Former basketball star Chris Herren, whose troubles with drug abuse have been well-documented, spoke to students about the perils of trying drugs for the first time and how doing them "just once" can ruin your life.

"I had no idea I was walking back into that locker room a fully strung out junkie," Chris Herren, the former McDonald's All-American basketball player from Fall River, told the Dover-Sherborn High School juniors and seniors who filled the Mudge Auditorium at one point yesterday morning.

Herren, whose rise and fall in the basketball universe has been chronicled from the time he was a high school senior in the bestselling book Fall River Dreams by Bill Reynolds to his own recent book (written with Bill Reynolds) Basketball Junkie: A Memoir and an ESPN documentary Unguarded, came to DSHS to tell the story of how he had everything before he started to use drugs, and how he threw it all away because his addiction got to the point where he didn't care about anything except getting his next high. Throughout his passionate speech, Herren stressed that "there's no difference between me and you," reminding the students that he too had once sat where they were and listened to a drug addict speak, only he didn't take it seriously because he didn't think it had anything to do with him.

Herren's appearance was arranged and organized by SPAN-DS and The Raider Way, a new student-athlete leadership group that was founded by seniors Mollie Brach and Keaton Stoner. Inspired by an MIAA sportsmanship summit, Brach and Stoner wanted to form an organization that utilized student-athletes as leaders. Using a process in which they had varsity coaches recommend student-athletes for the organization, they have about 85 members and are currently organizing mentoring programs for the middle school students.

"It's really exciting," Brach said of the formation and development of The Raider Way. "It's so real. It's incredible. It's really awesome."

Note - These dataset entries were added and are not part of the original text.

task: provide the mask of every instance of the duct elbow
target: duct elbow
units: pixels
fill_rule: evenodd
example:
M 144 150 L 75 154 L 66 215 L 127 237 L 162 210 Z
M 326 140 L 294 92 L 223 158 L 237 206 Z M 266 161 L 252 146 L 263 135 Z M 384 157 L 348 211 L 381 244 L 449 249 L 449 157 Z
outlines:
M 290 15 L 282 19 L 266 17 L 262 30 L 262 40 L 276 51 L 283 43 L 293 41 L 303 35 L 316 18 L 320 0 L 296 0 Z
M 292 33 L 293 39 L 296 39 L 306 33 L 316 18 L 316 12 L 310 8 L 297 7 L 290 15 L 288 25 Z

Herren began speaking enthusiastically about how he started off at the end of his high school years. Walking back-and-forth across the stage as he spoke, he told the students about some of his on-the-court accomplishments, and how he could've gone to play for virtually any college in the country, but he was a Boston kid so he chose Boston College. He used powerful examples to show how high up he was and how far he fell, including pointing out only Allen Iverson was ranked higher at his position coming of high school his senior year.

The first time Herren tried cocaine was in a dorm, and he said he'd only try it once. That was a message he kept reiterating to the students at DSHS. He said he would only do it once, but he kept doing it again, and that's what can happen if you try it, so don't do it.

Herren told many powerful stories to show just how powerful addiction can be. One in particular was when he played for the Boston Celtics and was finally going to get to start a game for the first time. He said he called his dealer and waited, and when the dealer got stuck outside in traffic he went outside, ran down the street and got the drugs before going back inside to play the game. It had gotten to the point where he didn't care if he played well, or at all, anymore.

Listening to the story about the time he overdosed in his car and didn't even know it gave another example of the way substance abuse can take over a person's life. Herren got arrested when his car rolled into someone, and it wouldn't be the first time he would get arrested.

Towards the end, Herren brought up a point that he said he is asked often: are alcohol and marijuana really gateway drugs? Herren seemed to get angered by the thought of that question, telling the crowd, "every prostitute, junkie and crack addict- where do you think they started? No one starts with crack or heroin."

"[I think it was powerful] when he said 'I was here when I was 18,'" Stoner said. "'I only drink and smoke.' It gives a reality check. He was in the same shoes as we are."

Chris Herren left Dover-Sherborn students and The Raider Way with one last message: "Don't ever change who you are. Don't conform."